Güncelleme Tarihi:
Resmi Gazete'de yer alan karara göre, Gökçek, sosyal medya hesabından olay tarihinde Ankara milletvekili olan Nazlıaka'nın ailesinin "kaçak su kullandığı" iddialarına yer verdi ve Nazlıaka'nın eşine ait şirketin açık adresi, eşiyle diğer yakınlarına ait kimlik bilgileri ve imzaları içeren fotoğrafları paylaştı.
Bunun üzerine Nazlıaka, Gökçek hakkında suç duyurusunda bulundu ancak soruşturmaya izin verilmedi. Daha sonra Nazlıaka, tazminat davası açtı. Mahkeme ise Gökçek'in eyleminin sert eleştiri niteliğinde olduğunu ve "ifade özgürlüğü" kapsamında değerlendirilmesi gerektiğini belirterek, davayı reddetti.
Yargıtayın kararı onamasının ardından Nazlıaka, Anayasa Mahkemesine bireysel başvuruda bulundu. Nazlıaka, kişisel verilerinin korunması, özel hayata saygı ve adil yargılanma haklarının ihlal edildiğini ileri sürdü.

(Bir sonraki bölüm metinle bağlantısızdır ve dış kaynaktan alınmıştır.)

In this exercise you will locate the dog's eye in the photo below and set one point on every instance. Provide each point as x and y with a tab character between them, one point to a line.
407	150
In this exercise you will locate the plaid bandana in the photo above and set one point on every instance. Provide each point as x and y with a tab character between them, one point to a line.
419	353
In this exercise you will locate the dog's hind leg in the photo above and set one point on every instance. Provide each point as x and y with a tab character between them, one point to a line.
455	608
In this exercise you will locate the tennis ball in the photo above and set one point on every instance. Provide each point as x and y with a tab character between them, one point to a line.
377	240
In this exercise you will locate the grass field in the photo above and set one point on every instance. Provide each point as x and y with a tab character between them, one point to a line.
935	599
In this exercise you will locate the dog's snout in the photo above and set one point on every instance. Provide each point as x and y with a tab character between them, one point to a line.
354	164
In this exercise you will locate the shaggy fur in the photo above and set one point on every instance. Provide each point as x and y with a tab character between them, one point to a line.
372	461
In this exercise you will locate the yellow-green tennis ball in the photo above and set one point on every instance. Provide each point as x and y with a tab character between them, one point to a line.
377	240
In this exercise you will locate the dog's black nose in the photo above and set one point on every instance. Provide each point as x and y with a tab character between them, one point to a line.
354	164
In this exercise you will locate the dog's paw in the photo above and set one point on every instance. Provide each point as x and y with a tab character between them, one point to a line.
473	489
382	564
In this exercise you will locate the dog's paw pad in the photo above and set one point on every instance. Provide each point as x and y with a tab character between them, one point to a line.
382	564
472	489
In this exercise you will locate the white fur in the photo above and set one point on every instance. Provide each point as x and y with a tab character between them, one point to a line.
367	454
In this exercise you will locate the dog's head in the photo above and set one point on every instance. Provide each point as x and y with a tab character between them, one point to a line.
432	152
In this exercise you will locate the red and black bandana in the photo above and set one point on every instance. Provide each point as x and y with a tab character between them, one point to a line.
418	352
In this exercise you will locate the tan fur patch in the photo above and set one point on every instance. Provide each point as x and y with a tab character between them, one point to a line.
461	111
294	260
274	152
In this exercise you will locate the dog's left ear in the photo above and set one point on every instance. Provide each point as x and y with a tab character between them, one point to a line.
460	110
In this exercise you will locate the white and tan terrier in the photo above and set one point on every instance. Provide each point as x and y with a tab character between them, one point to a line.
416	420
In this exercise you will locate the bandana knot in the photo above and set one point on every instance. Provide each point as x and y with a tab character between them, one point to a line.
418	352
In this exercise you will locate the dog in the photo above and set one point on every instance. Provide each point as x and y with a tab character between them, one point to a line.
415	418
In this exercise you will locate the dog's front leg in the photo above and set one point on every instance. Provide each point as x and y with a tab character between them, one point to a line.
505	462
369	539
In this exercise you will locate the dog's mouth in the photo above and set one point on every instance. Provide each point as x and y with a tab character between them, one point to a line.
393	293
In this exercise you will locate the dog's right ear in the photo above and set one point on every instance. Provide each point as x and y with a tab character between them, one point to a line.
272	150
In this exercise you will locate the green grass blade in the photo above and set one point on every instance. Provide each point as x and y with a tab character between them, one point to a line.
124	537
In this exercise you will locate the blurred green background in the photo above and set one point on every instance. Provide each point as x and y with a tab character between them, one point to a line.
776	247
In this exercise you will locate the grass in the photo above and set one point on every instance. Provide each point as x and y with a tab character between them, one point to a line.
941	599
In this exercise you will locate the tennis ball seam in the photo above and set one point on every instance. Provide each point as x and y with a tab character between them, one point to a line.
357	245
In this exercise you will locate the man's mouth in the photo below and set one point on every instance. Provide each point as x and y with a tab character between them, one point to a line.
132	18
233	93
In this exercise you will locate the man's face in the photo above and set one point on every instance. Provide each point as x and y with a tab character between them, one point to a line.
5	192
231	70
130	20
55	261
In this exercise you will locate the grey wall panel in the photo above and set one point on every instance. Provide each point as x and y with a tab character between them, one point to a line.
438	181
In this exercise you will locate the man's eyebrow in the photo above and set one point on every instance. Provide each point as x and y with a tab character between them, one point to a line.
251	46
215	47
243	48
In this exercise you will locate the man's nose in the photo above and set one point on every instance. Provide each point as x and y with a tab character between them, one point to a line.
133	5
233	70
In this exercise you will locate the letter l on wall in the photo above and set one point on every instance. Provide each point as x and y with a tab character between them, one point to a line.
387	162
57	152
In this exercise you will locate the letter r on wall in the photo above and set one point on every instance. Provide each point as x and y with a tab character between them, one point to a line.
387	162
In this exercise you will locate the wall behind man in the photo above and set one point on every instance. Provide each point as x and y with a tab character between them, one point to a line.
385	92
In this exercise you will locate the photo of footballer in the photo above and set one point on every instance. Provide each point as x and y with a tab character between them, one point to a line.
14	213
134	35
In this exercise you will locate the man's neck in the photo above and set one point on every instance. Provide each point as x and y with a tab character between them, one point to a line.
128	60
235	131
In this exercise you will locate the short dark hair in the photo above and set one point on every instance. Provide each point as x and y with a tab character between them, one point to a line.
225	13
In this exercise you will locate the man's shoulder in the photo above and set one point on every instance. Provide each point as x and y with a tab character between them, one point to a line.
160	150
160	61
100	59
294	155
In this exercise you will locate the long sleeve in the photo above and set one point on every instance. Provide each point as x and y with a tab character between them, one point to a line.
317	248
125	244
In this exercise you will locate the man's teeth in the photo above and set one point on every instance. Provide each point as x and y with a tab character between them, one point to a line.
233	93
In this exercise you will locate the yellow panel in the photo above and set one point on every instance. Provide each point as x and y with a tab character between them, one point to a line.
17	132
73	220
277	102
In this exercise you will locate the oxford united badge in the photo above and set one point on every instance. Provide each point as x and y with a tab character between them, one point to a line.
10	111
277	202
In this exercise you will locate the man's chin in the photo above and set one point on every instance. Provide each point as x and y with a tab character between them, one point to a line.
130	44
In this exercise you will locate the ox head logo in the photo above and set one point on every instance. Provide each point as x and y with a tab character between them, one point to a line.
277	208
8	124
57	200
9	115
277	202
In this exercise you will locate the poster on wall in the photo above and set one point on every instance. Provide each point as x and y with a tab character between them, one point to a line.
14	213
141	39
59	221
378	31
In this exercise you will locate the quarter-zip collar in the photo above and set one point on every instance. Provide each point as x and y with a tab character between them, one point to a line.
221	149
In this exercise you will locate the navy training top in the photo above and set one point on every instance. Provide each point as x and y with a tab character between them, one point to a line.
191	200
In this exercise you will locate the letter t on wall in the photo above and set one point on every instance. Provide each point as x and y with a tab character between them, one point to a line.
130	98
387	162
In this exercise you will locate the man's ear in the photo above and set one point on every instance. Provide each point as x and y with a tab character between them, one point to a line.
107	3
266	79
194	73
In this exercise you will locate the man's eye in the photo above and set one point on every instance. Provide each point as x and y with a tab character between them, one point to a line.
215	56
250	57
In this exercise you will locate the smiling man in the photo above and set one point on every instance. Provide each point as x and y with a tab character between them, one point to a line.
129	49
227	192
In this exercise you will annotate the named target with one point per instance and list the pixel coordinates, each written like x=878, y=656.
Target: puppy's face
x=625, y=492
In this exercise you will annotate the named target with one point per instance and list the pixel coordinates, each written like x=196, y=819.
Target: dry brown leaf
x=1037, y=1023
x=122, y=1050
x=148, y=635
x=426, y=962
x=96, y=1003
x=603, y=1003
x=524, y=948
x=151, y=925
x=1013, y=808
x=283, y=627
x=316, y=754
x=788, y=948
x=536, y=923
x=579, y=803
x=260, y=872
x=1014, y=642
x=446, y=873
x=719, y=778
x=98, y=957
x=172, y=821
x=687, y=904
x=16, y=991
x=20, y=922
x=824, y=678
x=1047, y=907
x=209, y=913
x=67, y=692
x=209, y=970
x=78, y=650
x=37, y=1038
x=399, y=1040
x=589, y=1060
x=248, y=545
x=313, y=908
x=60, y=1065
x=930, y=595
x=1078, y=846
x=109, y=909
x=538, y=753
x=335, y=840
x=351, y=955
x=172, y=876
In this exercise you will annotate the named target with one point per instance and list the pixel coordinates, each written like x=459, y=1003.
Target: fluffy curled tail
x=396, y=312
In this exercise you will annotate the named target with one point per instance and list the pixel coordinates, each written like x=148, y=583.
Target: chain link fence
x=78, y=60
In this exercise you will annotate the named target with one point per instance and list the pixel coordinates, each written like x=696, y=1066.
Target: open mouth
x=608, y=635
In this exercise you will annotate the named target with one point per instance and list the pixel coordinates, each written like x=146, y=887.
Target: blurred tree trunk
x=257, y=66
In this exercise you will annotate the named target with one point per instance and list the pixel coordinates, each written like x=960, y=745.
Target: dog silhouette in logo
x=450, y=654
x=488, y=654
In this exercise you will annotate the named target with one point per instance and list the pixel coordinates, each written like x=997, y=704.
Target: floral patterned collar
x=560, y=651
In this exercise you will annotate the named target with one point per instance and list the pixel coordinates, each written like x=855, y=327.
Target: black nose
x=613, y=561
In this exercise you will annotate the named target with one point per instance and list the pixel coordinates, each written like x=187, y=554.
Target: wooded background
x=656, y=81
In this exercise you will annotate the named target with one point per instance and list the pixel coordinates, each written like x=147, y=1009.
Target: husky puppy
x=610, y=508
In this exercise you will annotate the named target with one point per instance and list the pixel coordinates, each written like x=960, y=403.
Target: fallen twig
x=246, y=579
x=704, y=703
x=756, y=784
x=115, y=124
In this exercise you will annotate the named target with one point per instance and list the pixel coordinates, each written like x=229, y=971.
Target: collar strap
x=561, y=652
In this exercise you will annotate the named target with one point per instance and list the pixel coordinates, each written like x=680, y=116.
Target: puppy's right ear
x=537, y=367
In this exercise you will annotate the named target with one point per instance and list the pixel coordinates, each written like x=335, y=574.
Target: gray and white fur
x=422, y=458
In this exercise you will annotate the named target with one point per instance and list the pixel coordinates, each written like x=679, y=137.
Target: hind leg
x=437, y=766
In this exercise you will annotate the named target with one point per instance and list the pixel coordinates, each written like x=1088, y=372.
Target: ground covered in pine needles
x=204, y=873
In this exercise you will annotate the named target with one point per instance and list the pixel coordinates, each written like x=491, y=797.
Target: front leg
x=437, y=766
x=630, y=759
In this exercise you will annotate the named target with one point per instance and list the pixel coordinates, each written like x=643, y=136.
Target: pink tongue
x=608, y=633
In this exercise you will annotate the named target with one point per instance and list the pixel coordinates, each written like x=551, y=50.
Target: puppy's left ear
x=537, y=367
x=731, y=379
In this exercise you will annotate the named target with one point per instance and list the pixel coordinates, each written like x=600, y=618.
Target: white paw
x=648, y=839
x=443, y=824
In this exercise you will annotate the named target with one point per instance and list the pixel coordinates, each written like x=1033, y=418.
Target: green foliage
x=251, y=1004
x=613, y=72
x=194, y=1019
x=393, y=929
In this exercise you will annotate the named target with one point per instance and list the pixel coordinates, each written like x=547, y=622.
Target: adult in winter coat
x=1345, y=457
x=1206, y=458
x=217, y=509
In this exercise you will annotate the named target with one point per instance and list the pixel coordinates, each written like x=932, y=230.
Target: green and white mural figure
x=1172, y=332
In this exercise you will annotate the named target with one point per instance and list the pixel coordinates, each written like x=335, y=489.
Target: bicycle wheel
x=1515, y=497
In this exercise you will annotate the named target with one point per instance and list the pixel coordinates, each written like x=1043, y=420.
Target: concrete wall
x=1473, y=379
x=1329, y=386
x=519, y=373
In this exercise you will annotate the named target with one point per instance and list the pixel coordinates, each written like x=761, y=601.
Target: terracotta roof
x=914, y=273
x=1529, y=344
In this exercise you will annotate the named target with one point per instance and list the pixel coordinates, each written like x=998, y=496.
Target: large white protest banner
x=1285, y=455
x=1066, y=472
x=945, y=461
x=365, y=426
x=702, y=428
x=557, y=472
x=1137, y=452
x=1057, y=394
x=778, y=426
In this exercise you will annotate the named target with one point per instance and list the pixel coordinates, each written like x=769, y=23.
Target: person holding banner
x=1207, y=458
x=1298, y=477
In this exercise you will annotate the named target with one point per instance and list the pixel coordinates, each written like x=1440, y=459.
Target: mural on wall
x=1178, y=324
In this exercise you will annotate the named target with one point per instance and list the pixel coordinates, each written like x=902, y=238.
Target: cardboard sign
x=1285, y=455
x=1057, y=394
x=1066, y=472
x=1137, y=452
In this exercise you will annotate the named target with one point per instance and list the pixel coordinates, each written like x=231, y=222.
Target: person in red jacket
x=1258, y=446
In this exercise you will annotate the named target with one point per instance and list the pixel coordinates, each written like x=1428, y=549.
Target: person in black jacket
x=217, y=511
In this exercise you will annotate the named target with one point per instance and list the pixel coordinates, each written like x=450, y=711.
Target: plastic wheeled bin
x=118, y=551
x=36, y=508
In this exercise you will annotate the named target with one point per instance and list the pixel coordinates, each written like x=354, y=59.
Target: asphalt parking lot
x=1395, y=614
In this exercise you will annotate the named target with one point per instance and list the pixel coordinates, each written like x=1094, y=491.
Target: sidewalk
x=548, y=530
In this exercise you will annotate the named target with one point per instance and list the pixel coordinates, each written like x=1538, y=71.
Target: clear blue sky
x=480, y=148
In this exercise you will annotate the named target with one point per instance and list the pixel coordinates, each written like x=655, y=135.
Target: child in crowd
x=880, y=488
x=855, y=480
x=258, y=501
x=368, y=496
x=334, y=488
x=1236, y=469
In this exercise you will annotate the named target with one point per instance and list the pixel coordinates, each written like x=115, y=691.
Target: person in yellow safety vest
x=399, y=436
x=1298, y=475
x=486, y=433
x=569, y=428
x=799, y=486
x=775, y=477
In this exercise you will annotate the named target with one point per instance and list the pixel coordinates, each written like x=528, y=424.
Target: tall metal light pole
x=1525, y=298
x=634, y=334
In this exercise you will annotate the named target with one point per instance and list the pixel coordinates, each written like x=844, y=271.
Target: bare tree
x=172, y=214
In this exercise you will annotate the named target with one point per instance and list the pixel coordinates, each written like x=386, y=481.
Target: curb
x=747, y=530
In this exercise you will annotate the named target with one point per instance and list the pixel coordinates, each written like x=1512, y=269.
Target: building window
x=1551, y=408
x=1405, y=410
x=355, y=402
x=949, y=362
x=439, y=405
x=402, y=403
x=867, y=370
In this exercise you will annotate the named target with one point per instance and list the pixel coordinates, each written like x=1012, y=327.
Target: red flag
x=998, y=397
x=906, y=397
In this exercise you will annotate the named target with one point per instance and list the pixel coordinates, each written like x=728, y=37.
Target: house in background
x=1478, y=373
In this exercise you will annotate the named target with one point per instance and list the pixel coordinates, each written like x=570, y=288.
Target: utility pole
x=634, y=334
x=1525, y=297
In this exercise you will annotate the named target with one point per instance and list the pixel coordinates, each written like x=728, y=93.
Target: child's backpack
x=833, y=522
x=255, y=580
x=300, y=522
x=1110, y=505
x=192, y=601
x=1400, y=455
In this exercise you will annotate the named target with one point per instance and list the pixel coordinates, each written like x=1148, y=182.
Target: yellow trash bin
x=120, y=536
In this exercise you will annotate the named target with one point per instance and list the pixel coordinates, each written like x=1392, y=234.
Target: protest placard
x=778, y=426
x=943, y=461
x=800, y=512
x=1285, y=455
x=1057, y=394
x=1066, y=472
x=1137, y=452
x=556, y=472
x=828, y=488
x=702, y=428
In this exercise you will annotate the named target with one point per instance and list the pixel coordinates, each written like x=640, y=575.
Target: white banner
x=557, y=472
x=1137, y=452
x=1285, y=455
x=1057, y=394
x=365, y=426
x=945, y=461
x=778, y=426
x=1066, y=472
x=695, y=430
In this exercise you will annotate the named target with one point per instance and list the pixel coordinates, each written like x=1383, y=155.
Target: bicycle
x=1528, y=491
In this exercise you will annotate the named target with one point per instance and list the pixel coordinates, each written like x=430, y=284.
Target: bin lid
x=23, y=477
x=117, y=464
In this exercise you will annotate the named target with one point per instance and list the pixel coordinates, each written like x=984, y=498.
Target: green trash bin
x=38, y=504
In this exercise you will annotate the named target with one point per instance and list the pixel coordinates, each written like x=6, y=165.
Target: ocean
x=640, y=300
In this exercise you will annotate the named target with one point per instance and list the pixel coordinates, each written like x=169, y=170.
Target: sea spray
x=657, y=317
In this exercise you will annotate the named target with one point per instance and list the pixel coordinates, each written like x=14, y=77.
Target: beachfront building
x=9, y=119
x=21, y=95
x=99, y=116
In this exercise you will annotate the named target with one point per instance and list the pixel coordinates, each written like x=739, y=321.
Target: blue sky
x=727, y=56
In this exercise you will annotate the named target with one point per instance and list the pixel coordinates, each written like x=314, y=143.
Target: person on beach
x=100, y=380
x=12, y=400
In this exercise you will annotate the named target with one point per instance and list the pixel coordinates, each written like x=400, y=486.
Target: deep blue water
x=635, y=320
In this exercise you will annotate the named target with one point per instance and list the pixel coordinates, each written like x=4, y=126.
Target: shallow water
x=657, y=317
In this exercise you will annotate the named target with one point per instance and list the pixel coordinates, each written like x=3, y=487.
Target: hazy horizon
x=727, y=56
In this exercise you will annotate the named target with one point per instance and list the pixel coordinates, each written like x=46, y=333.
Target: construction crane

Başvuruyu değerlendiren Yüksek Mahkeme, Anayasa'nın 20. maddesinde belirtilen özel hayata saygı kapsamında Nazlıaka'nın kişisel verilerin korunmasını isteme hakkının ihlal edildiğine hükmetti.
KARARIN GEREKÇESİNDEN
Anayasa Mahkemesinin ihlal kararında, Anayasa'nın 20. maddesinde özel hayata saygı hakkının düzenlendiği hatırlatıldı ve devletin, kişilerin özel ve aile hayatına keyfi müdahale etmemek ve üçüncü kişilerin haksız saldırılarını önlemekle yükümlü olduğu belirtildi.
Kişisel bilgiler ve verilerin de özel hayata saygı hakkı kapsamında olduğuna işaret edilen kararda, "Bir kişinin imzasının, kimlik, abonelik ve ailesine ilişkin bilgileri ile ev ve iş adresinin kişisel veri kapsamında olduğu açıktır. Başvurucunun anılan bilgilerine ulaşılmasına ve sosyal paylaşım sitesinde açıklanmasına ilişkin bir rızasının olmadığı sabittir." tespitine yer verildi.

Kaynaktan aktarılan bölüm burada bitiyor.